Which is, of course, the entire point.
I haven’t read the whole thing either, but from what I have read Cooke appears to be under the impression that the case is about the controversy over the validity of the scientific conclusions, whereas the judges summations I’ve read makes it clear that the case is over whether or not Mann committed acts of scientific fraud, which is what Simberg and Steyn have allegedly accused him of.
Apparently you have a reading comprehension problem, plus, no judge has said that “the case is over.”
“the case is over.”
I see you’re practicing the politicians art of quoting out of context .
You must be feeling very proud of yourself.
Well done.
I’m sorry I misread it, but if you meant “the case is about,” you should have written that.
It appears Andrew would have been better served by writing “… the case is about …” both times.
No, libel cases aren’t about accusations of fraud, they’re about accusations of libel. That’s why they call them libel cases instead of fraud cases. Lawyers are smart like that.
You mean the case is over whether or not Mann was libeled by allegedly being accused of scientific fraud?
Closer.
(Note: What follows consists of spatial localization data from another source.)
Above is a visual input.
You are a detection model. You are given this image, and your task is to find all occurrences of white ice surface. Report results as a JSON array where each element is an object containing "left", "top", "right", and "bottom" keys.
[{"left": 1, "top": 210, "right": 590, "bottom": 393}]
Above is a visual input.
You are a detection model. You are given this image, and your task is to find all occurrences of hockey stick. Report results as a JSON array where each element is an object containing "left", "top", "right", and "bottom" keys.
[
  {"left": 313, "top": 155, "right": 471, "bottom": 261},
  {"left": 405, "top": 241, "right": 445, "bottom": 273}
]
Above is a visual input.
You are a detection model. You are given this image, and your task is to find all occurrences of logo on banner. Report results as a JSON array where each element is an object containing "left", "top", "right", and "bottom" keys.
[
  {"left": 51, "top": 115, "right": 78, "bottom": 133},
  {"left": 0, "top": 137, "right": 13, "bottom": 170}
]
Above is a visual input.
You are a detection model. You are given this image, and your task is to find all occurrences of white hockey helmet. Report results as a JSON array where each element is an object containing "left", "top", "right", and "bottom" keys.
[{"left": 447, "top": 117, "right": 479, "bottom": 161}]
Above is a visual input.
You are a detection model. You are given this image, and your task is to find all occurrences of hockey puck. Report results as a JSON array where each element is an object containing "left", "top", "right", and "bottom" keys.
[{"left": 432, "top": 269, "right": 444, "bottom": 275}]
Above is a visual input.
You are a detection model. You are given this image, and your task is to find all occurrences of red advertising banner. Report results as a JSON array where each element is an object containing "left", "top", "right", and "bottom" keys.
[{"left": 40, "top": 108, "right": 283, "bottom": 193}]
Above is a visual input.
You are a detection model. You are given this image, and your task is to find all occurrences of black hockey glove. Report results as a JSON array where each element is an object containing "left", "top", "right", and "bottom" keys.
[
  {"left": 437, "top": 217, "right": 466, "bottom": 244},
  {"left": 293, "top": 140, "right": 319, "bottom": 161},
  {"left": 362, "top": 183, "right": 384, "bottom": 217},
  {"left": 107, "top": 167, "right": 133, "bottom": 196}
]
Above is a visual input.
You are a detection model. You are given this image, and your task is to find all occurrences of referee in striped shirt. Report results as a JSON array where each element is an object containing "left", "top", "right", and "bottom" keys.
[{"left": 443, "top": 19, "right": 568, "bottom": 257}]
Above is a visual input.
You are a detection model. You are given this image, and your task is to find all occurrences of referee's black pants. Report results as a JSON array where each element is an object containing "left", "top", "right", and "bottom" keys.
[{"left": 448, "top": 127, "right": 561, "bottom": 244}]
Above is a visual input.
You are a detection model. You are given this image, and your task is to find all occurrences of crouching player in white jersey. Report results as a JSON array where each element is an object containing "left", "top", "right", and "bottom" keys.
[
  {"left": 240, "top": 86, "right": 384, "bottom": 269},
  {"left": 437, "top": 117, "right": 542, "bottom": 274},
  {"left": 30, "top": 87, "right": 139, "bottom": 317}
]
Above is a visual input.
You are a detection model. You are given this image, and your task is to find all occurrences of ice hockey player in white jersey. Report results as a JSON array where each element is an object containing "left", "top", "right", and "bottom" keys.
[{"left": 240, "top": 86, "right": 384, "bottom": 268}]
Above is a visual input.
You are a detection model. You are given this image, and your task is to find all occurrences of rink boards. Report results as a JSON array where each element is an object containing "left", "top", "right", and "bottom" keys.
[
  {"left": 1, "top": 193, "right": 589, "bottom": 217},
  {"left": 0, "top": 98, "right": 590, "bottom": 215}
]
For you to believe that it was libel, you have to believe that Rand actually thinks Mann’s statistical techniques were sound and that Mann is actually honest and open with this data a methods, which is about as likely as him having a secret man-crush on dn guy.
If Jerry Sandusky had a raw set of football stats, he wouldn’t let Mann within 500 feet of it, because when Mann whips out his wholly unnatural statistical methods (which have drawn the ire of the statisticians who looked at his work). his adjustments, his inversions of time-series data, and the way he mixes data sets in obscene ways,you’d end up with Ohio beating Penn State in the 1934 Sugar Bowl by 3 to -1.
The Judges haven’t seen it that way, and ultimately they are the ones who count.
I’d suggest you read either Judge Greene or Weisberg’s opinion memo for dismissing
the SLAPP action.
The Judges haven’t seen it that way, and ultimately they are the ones who count.
Not if they’re reversed on appeal, you moron.